Taiwan earthquake: Deaths confirmed amid rescue effort
A strong earthquake in Taiwan has killed at least two people and injured more than 100 others, officials say.
The powerful 6.4-magnitude tremor struck at 23:50 (15:50 GMT) about 20km (12 miles) off the island's east coast.
Rescuers are trying to free people from a partially collapsed hotel and a residential building in the city of Hualien.
Photographs show tilting and collapsed buildings, scattered debris and extensive damage to roads in the area.
The lower basement and ground floor of the 10-storey Marshal Hotel have given way.
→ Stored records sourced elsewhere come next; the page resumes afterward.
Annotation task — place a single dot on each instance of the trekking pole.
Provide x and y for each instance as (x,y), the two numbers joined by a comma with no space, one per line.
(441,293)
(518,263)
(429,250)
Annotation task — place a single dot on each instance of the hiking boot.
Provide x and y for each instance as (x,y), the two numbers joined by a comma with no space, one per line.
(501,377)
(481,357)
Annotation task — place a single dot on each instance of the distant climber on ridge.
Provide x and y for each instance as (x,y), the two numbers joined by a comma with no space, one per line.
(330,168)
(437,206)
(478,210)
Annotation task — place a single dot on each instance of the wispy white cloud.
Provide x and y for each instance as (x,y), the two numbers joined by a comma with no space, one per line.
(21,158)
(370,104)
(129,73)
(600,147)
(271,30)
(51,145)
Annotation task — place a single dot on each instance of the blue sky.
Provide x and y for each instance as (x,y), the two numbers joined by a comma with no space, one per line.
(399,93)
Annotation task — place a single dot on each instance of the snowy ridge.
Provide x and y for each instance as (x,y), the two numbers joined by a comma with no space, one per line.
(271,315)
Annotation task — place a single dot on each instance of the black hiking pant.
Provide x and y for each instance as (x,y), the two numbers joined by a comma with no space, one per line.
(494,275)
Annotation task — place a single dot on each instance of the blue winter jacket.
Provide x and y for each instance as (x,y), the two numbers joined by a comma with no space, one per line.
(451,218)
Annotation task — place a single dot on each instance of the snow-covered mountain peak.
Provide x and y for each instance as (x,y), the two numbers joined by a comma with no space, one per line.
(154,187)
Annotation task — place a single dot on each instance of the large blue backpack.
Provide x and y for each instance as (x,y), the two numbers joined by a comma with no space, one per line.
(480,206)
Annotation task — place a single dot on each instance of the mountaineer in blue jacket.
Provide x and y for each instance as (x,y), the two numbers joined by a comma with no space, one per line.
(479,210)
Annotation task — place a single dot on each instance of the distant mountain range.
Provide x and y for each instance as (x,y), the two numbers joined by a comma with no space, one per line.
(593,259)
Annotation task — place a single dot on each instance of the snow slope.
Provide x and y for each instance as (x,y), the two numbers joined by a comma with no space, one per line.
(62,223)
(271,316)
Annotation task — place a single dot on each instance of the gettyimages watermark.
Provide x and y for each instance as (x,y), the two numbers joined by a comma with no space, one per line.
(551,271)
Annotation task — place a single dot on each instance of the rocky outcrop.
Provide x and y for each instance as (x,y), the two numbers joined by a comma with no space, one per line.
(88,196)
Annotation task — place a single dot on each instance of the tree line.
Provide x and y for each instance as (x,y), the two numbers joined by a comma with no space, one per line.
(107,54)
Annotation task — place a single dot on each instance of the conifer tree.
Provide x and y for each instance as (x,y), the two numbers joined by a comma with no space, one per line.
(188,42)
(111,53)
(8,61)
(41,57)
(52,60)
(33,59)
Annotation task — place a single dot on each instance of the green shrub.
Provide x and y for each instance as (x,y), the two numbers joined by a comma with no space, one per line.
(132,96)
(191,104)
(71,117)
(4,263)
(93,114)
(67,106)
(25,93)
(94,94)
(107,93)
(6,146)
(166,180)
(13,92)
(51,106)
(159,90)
At least three members of staff are thought to be stuck inside, state media says.
"We know there are people who are trapped inside – we can see lights inside the hotel," eyewitness Zeena Starbuck told the BBC.
"People with phones are shining their lights to let people know they're there."
At least 28 people have been rescued so far from buildings that have at least partially collapsed, the Hualien fire department said.
Some were seen crawling to safety, according to local media reports.
The army has been called in to help emergency workers.
Highways and bridges into the area have been damaged and are closed to traffic.
People reported feeling the quake in the island's capital, Taipei, more than 160km (100 miles) away.
Dozens of smaller tremors have been felt throughout the island over several days. Taiwan sits near a junction of two tectonic plates and is regularly hit by earthquakes.
The earthquake happened on the second anniversary of a 6.4-magnitude tremor that killed 117 people.
Taiwan is an island which has for all practical purposes been independent since 1950, but which China regards as a rebel region that must be reunited with the mainland.